Sorption studies of diethylketone in the presence of Al3+, Cd2+, Ni2+ and Mn2+, from lab-scale to pilot scale

The toxic effects of diethylketone (DEK) in aqueous solution with different concentrations of Al³⁺, Cd²⁺, Ni²⁺ and Mn²⁺ were evaluated at lab-scale. It was established that Streptococcus equisimilis is able to efficiently remove DEK with different concentrations with heavy metals. It was proved that this joint-system has excellent capacity to biodegrade high concentrations of DEK in the presence of Al³⁺, Cd²⁺, Ni²⁺ and Mn²⁺. With the exception of Al³⁺, the uptake for all metals increased as the initial concentration of each metal in the mixed solution increased. The breakthrough curves are best described by the Adams and Bohart model for Cd²⁺, by the Yoon and Nelson model for Ni²⁺ and by the Wolborska model for Mn²⁺.

Assessment of Arthrobacter viscosus as reactive medium for forming permeable reactive biobarrier applied to PAHs remediation

Polycyclic aromatic hydrocarbons (PAHs) are significant environmental contaminants as they are present naturally as well as anthropogenically in soil, air and water. In spite of their low solubility, PAHs are spread to the environment, and they are present in surface water, industrial effluent or groundwater. Amongst all remediation technologies for treating groundwater contaminated with PAHs, the use of a permeable reactive biobarrier (PRBB) appears to be the most cost-effective, energy efficient, and environmentally sound approach. In this technology, the microorganisms are used as reactive medium to degrade or stabilize the contaminants. The main limits of this approach are that the microorganisms or consortium used for forming the PRBB should show adequate characteristics. They must be retained in the barrier-forming biofilm, and they should also have degradative ability for the target pollutants. The aim of the present work is to evaluate the viability of Arthrobacter viscosus as bioreactive medium for forming PRBB. Initially, the ability of A. viscosus to remove PAHs, benzo[a]anthracene 100 μM and phenanthrene 100 μM was evaluated operating in a batch bench-scale bioreactor. In both cases, total benzo[a]anthracene and phenanthrene removals were obtained after 7 and 3 days, respectively. Furthermore, the viability of the microorganisms was evaluated in the presence of chromium in a continuous mode. As a final point, the adhesion of A. viscosus to sepiolite forming a bioreactive material to build PRBB was demonstrated. In view of the attained results, it can be concluded that A. viscosus could be a suitable microorganism to form a bioreactive medium for PAHs remediation.

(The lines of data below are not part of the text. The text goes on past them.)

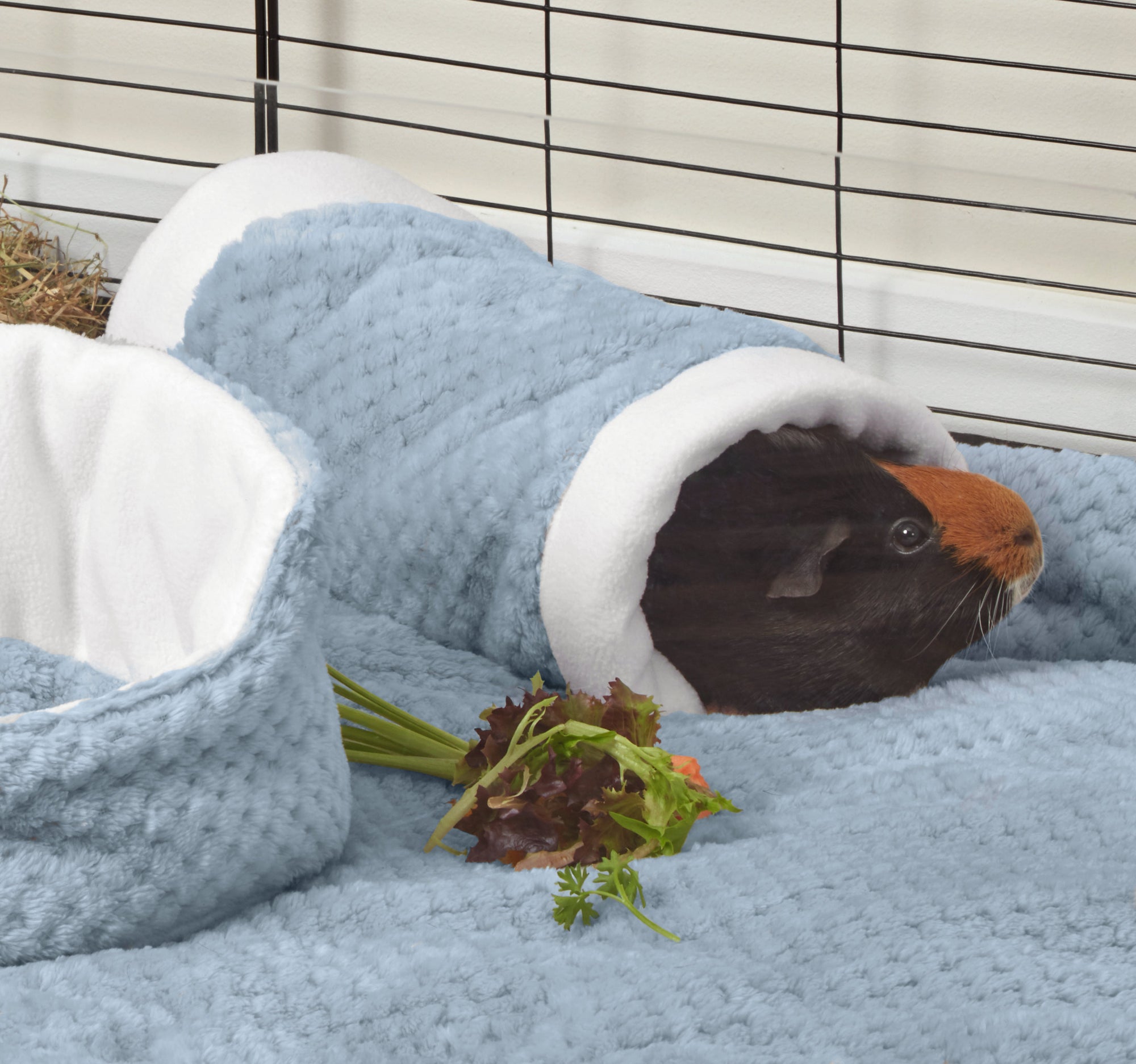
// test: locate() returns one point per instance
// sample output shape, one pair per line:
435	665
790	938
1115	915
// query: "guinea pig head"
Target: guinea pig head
798	572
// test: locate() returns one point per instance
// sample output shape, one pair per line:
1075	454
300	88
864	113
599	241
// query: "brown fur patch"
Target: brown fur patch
980	520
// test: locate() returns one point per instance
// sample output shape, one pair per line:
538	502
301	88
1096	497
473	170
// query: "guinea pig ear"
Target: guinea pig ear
805	574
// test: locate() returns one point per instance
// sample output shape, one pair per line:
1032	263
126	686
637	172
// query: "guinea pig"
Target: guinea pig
799	572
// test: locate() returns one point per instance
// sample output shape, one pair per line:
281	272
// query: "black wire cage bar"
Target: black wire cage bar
268	109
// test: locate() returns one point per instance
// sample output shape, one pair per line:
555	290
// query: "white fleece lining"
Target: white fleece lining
140	505
594	571
160	285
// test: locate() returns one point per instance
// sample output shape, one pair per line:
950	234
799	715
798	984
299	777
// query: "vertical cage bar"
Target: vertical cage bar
548	133
837	181
258	89
272	137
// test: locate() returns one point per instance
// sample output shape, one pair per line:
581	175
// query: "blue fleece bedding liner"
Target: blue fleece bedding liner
147	812
942	877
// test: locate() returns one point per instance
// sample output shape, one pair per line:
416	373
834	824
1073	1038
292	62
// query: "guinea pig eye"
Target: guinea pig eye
908	536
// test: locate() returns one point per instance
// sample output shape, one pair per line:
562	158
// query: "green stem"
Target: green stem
467	800
438	766
399	740
372	702
638	914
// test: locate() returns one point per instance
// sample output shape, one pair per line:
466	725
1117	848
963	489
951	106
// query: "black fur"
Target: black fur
881	623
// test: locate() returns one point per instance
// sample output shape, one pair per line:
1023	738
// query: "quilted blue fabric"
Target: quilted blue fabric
947	877
146	813
453	381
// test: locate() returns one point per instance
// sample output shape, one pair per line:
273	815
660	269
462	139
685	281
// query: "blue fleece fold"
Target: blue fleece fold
148	812
453	381
947	877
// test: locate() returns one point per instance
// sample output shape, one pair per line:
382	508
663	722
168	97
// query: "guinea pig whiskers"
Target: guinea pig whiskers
943	625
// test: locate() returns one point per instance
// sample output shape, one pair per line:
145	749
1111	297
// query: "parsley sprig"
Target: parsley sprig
562	781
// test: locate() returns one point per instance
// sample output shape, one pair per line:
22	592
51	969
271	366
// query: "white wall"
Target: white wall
729	136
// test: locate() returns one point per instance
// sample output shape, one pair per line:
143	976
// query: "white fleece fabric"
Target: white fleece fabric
594	566
594	572
140	504
158	286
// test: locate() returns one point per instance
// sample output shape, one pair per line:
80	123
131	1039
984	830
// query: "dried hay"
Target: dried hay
40	285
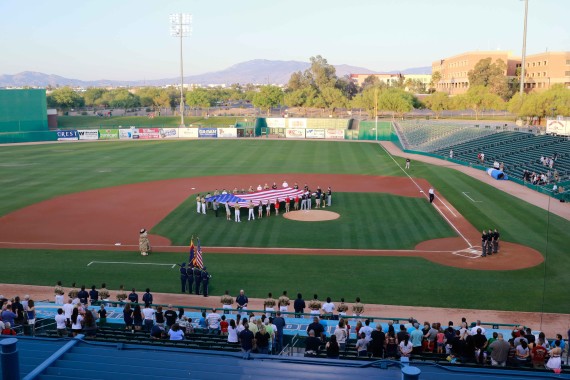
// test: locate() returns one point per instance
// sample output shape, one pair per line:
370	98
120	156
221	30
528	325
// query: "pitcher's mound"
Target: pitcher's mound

Bioremoval of diethylketone by the synergistic combination of microorganisms and clays: uptake, removal and kinetic studies

The performance of two bacteria, Arthrobacter viscosus and Streptococcus equisimilis, and the effect of the interaction of these bacteria with four different clays on the retention of diethylketone were investigated in batch experiments. The uptake, the removal percentages and the kinetics of the processes were determined. S. equisimilis, by itself, had the best performance in terms of removal percentage, for all the initial diethylketone concentrations tested: 200, 350 and 700 mg/L. The uptake values are similar for both bacteria. A possible mechanism to explain the removal of diethylketone includes its degradation by bacteria, followed by the adsorption of the intermediates/sub-products by the functional groups present on the cells' surfaces. The assays performed with bacteria and clays indicated that the uptake values are similar despite of the clay used, for the same microorganism and mass of clay, but in general, higher values are reached when S. equisimilis is used, compared to A. viscosus. Kinetic data were described by pseudo-first- and pseudo-second-order models.